Dabei sollten sich die Frauen die ersten Tage bis Wochen immer noch über die Seite aufrichten und dabei eine Hand gegen den Bauch drücken. Dann langsam bis zur Bettkante rutschen, um sich mit einer Vorwärtsbewegung in den Stand zu drücken. Kurz durchatmen und dann loslaufen.
So klappt es meistens sehr gut und wird von Tag zu Tag besser. Gegen Schmerzen dürfen immer Schmerzmittel eingenommen werden. Entzündungshemmer, die abschwellend und schmerzstillend wirken, sind mit dem Stillen vereinbar und stellen, wenn die zulässige Dosis nicht überschritten wird, keine Gefahr für den Säugling dar.
Eine Narbenmassage macht das Gewebe weich
Nach ungefähr einem Monat kannst du mit einer Narbenmassage beginnen. Dazu massierst du intuitiv das Gewebe um deine Narbe herum. Dadurch werden Verklebungen im Bindegewebe gelöst und die Durchblutung gesteigert. Mach das täglich, bis du selbst das Gefühl hast, dass die Narbe weicher ist.
Rückbildungsgymnastik: Deshalb spielt sie eine wichtige Rolle
Mit Rückbildungsgymnastik darf in sanfter Form schon relativ früh im Wochenbett begonnen werden. Leichte Stabilisierungsübungen, die in ein Beckenboden-Programm übergehen, sind sehr wichtig und sollten nicht vergessen werden.
Heute haben sehr viele Frauen ein Beckenboden-Problem, das durch Geburten und hormonelle Umstellungen verursacht wurde. Leider manchmal auch dadurch, dass dem Thema «zielgerichtete Gymnastik» zu wenig Bedeutung geschenkt wurde.
Übrigens unterstützt Visana die Teilnahme an Rückbildungsgymnastik-Kursen mit bis zu 300 Franken.
Und auch Kurse zum Stillen, zur Ernährung und für das Baby wie Babyschwimmen werden von der Zusatzversicherung übernommen.
Ich möchte mehr über die Wellness-Schecks wissen
Wochenbettdepression: Hilfe holen ist wichtig
An dieser Stelle komme ich noch einmal auf meinen letzten Satz im letzten Artikel zum Thema Spitalgeburt zurück, nämlich: «Ich liebe dich».
Alles, was mit überwältigenden Gefühlen, Glückshormonen und Liebe im Gebärsaal begonnen hat, sollte im Wochenbett, und natürlich darüber hinaus, weitergelebt werden.
Das Leben mit einem Kind verändert uns als Mensch.
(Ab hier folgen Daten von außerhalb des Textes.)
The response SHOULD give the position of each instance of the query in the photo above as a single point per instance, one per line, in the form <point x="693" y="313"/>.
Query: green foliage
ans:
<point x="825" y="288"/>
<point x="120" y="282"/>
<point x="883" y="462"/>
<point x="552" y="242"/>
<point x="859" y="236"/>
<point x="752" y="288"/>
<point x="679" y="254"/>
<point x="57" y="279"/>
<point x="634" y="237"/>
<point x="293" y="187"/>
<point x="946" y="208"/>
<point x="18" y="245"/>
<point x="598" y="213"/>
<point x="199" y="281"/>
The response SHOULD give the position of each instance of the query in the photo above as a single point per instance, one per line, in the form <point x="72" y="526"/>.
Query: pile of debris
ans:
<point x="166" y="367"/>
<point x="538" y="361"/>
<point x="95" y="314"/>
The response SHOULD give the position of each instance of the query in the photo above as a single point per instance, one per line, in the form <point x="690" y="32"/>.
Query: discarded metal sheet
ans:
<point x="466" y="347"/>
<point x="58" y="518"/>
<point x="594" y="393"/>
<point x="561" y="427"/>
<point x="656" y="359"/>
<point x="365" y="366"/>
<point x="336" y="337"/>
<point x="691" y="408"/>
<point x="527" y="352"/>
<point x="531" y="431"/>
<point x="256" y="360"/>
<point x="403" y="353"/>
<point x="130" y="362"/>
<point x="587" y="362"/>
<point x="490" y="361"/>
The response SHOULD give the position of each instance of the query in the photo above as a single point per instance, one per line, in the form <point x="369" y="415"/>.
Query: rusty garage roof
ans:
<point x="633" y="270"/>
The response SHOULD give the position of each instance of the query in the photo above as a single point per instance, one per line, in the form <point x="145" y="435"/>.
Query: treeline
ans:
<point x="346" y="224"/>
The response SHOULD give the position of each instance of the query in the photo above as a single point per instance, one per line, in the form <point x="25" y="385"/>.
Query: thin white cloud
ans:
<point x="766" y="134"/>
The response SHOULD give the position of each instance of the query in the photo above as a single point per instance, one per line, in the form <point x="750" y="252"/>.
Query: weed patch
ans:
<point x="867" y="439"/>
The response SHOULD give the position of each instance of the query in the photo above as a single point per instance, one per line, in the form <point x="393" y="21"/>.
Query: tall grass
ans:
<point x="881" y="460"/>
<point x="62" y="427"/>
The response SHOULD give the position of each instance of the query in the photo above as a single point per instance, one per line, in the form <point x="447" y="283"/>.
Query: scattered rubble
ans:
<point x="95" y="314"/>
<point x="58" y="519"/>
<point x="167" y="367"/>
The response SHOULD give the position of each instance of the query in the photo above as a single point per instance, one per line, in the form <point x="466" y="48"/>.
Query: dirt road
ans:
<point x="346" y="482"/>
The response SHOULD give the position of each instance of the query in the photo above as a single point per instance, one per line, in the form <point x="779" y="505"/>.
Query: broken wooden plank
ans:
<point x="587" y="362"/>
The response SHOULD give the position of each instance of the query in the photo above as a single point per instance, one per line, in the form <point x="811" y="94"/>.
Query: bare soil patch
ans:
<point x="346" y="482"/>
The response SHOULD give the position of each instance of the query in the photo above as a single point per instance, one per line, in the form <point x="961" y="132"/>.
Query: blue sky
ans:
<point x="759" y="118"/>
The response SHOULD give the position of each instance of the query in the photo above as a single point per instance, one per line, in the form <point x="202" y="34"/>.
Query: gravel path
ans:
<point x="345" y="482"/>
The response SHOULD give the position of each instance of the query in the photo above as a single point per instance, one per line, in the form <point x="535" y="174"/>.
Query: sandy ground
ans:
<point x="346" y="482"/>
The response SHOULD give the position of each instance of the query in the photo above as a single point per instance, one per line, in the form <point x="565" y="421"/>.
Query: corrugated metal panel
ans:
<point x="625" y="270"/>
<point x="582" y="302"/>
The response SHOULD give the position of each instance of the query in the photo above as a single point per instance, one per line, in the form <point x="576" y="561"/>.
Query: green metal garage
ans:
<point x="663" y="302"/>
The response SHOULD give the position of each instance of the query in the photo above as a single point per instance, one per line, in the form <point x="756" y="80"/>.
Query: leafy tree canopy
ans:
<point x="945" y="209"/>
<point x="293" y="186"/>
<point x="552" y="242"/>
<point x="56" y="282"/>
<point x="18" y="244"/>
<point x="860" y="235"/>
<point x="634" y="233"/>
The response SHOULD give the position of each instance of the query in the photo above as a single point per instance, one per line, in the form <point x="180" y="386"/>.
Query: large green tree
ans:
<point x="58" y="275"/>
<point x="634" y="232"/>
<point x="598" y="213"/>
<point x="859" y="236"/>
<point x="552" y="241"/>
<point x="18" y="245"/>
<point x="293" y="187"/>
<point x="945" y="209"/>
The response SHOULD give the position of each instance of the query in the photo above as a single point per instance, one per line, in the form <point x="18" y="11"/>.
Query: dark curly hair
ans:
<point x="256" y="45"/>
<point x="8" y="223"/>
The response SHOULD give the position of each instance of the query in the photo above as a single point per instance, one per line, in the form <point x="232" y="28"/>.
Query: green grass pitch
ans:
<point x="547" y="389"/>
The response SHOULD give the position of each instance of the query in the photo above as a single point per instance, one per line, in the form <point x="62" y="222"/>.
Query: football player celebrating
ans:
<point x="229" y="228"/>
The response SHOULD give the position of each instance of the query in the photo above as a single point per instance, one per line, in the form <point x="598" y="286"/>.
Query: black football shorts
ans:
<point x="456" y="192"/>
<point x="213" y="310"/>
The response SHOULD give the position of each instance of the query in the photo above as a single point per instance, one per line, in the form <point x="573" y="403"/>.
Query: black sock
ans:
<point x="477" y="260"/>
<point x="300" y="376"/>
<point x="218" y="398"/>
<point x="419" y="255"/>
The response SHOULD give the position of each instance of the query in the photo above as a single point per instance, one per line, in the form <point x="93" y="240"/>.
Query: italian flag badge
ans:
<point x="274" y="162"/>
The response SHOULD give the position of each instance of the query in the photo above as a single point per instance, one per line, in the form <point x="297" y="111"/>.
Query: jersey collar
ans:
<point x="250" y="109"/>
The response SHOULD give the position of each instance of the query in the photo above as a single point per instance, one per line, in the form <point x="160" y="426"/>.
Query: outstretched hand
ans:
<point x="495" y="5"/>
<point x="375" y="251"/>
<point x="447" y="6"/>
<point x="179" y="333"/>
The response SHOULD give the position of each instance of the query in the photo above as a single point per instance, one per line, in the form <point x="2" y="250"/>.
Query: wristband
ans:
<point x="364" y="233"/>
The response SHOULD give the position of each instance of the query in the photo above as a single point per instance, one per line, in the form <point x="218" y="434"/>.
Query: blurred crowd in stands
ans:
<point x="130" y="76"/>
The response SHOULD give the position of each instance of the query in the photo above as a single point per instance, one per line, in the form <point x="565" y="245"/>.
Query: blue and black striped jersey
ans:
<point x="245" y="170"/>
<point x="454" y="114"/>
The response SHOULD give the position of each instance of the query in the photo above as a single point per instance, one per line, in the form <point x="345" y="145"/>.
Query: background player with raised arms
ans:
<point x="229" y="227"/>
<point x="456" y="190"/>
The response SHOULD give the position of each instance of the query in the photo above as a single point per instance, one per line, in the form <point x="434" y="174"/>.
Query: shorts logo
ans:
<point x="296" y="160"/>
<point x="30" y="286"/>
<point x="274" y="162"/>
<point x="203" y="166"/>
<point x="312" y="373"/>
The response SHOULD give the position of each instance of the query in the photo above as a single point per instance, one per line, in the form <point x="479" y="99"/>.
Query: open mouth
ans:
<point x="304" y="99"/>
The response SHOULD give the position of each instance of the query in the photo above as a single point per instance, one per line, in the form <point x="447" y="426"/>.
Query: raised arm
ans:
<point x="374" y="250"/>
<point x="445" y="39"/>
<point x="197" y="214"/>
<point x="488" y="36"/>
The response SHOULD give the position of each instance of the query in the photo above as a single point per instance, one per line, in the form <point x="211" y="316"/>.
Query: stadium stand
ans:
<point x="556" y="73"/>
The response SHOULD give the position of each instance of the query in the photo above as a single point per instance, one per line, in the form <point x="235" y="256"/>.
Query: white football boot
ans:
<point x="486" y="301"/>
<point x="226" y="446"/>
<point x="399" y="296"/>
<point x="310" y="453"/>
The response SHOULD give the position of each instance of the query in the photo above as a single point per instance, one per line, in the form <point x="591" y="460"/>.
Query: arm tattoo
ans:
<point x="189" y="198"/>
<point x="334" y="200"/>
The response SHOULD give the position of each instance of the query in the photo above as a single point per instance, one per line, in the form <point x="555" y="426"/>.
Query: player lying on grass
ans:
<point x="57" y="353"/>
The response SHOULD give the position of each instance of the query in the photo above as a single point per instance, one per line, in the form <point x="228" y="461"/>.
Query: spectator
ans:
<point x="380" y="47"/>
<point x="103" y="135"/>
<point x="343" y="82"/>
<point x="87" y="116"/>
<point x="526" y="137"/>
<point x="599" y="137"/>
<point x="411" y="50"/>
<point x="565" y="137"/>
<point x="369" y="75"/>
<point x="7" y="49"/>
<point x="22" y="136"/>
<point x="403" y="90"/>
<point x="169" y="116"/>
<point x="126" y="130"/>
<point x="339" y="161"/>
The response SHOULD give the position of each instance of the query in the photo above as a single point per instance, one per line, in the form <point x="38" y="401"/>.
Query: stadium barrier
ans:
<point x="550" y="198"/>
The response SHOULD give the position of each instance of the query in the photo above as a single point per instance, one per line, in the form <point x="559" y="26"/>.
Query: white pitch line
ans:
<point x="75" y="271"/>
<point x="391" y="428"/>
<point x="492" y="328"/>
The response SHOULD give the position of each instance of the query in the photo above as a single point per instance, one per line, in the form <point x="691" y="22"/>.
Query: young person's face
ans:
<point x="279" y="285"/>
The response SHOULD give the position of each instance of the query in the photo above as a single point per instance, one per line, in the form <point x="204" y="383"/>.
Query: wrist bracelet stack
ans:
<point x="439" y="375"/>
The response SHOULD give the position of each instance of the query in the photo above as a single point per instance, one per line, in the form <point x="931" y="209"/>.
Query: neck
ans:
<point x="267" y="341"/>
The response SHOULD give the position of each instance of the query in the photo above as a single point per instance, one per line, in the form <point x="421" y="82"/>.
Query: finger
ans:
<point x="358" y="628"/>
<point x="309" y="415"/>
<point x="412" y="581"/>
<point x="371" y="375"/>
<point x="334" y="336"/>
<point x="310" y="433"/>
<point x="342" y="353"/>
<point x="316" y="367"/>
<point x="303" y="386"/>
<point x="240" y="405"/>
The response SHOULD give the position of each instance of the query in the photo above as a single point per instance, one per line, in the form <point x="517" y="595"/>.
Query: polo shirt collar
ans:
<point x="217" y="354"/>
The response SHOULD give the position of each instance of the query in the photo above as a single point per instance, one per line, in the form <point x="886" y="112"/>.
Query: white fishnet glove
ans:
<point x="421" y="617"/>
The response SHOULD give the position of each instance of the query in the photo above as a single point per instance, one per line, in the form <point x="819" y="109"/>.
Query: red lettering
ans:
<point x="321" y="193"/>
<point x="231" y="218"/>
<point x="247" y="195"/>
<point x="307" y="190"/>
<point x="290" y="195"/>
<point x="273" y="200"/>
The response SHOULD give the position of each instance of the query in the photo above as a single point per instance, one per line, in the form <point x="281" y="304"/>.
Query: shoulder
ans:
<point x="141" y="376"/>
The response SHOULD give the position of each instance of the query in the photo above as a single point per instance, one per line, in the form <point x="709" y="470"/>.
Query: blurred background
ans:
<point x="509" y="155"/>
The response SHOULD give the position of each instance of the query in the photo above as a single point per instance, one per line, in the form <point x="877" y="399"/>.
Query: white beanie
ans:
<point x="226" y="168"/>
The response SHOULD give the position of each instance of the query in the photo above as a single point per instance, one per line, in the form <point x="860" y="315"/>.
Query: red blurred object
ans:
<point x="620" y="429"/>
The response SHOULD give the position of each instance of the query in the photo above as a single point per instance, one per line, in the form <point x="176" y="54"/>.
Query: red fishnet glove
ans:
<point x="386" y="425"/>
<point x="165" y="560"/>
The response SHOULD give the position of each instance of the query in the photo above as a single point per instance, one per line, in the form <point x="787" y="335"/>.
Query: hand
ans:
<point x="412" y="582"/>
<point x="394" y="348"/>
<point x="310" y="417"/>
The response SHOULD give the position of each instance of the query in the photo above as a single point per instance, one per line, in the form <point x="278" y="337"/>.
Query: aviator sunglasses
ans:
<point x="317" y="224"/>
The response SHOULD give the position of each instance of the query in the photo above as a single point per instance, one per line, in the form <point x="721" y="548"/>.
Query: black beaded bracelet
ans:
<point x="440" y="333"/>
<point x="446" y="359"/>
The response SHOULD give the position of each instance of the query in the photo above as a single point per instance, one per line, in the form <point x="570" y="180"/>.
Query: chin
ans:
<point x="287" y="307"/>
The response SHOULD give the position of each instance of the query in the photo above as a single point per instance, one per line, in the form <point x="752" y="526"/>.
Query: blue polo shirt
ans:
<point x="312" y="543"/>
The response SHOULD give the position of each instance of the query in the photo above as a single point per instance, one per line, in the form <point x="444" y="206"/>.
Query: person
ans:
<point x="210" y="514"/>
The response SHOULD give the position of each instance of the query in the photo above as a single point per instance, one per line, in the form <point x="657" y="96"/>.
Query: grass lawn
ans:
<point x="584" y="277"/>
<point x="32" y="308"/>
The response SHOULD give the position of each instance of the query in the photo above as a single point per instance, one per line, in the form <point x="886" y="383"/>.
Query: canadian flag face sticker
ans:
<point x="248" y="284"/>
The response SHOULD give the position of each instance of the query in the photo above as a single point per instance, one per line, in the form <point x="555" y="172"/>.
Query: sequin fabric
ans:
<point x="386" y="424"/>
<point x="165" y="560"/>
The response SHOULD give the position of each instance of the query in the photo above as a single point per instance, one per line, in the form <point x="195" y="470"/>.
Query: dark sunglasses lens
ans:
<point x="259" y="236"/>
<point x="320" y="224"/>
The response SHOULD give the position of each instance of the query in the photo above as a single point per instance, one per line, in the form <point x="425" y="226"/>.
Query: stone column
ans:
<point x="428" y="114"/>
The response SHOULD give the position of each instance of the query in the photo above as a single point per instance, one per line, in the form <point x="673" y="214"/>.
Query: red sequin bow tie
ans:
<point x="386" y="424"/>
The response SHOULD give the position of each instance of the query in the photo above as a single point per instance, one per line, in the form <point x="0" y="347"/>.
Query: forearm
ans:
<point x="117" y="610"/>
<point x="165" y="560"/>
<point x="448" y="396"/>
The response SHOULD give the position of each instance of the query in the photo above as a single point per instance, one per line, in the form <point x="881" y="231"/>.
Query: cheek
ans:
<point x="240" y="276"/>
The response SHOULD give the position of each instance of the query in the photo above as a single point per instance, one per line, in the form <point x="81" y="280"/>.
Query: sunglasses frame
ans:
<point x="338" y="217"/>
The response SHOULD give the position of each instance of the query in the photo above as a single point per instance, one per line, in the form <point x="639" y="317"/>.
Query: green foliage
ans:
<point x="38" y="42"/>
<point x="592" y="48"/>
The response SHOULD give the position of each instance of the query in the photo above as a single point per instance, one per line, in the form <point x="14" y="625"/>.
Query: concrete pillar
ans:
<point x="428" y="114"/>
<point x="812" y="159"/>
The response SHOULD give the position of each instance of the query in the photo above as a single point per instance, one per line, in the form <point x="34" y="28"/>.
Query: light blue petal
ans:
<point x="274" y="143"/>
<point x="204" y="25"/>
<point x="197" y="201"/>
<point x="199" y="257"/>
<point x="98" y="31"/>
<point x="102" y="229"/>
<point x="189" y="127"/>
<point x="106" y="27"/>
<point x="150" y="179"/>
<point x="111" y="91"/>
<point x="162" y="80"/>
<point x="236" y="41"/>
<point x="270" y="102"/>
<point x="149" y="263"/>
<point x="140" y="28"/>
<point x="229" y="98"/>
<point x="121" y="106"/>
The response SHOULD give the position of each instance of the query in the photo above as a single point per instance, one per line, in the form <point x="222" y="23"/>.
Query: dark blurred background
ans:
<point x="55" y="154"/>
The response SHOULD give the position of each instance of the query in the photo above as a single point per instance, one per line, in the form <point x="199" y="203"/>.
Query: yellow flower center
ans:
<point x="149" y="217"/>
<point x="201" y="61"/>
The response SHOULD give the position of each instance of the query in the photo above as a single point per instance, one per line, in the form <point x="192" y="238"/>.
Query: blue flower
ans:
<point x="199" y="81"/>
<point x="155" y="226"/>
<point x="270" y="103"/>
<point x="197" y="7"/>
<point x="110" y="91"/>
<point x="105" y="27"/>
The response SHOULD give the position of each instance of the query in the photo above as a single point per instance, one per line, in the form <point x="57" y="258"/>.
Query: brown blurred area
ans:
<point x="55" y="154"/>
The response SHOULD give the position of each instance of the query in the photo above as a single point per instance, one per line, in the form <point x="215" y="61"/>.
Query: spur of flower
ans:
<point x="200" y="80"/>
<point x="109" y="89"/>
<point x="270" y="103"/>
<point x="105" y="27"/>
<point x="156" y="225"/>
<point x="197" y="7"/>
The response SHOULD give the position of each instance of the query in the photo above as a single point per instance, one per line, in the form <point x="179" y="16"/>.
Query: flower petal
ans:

Wir tauchen in einen neuen Lebensabschnitt ein, der spannend, voll mit Glück, aber auch voll mit Sorgen sein kann.
Schlafmangel, hormonelle Umstellung, Sorgen um das Kind oder auch um die eigene Existenz können in der Summe aber sehr viel Stress bedeuten. Dieser Stress wirkt sich auf die Beziehung und die Psyche aus. Es ist in solchen Situationen nicht falsch, wenn du dir Hilfe holst.
Therapeutinnen und Therapeuten, die sich auf die Behandlung von Wochenbettdepressionen spezialisiert haben, können sehr schnell und gut weiterhelfen. Nimm diese Hilfe in Anspruch, du bist nicht alleine damit.
Zum Abschluss möchte ich noch an einem alten Spruch erinnern: «Um ein Kind zu erziehen, bedarf es die Hilfe eines ganzen Dorfes.»
Das fängt im Wochenbett an und sollte eigentlich nie wieder aufhören. Alles Liebe!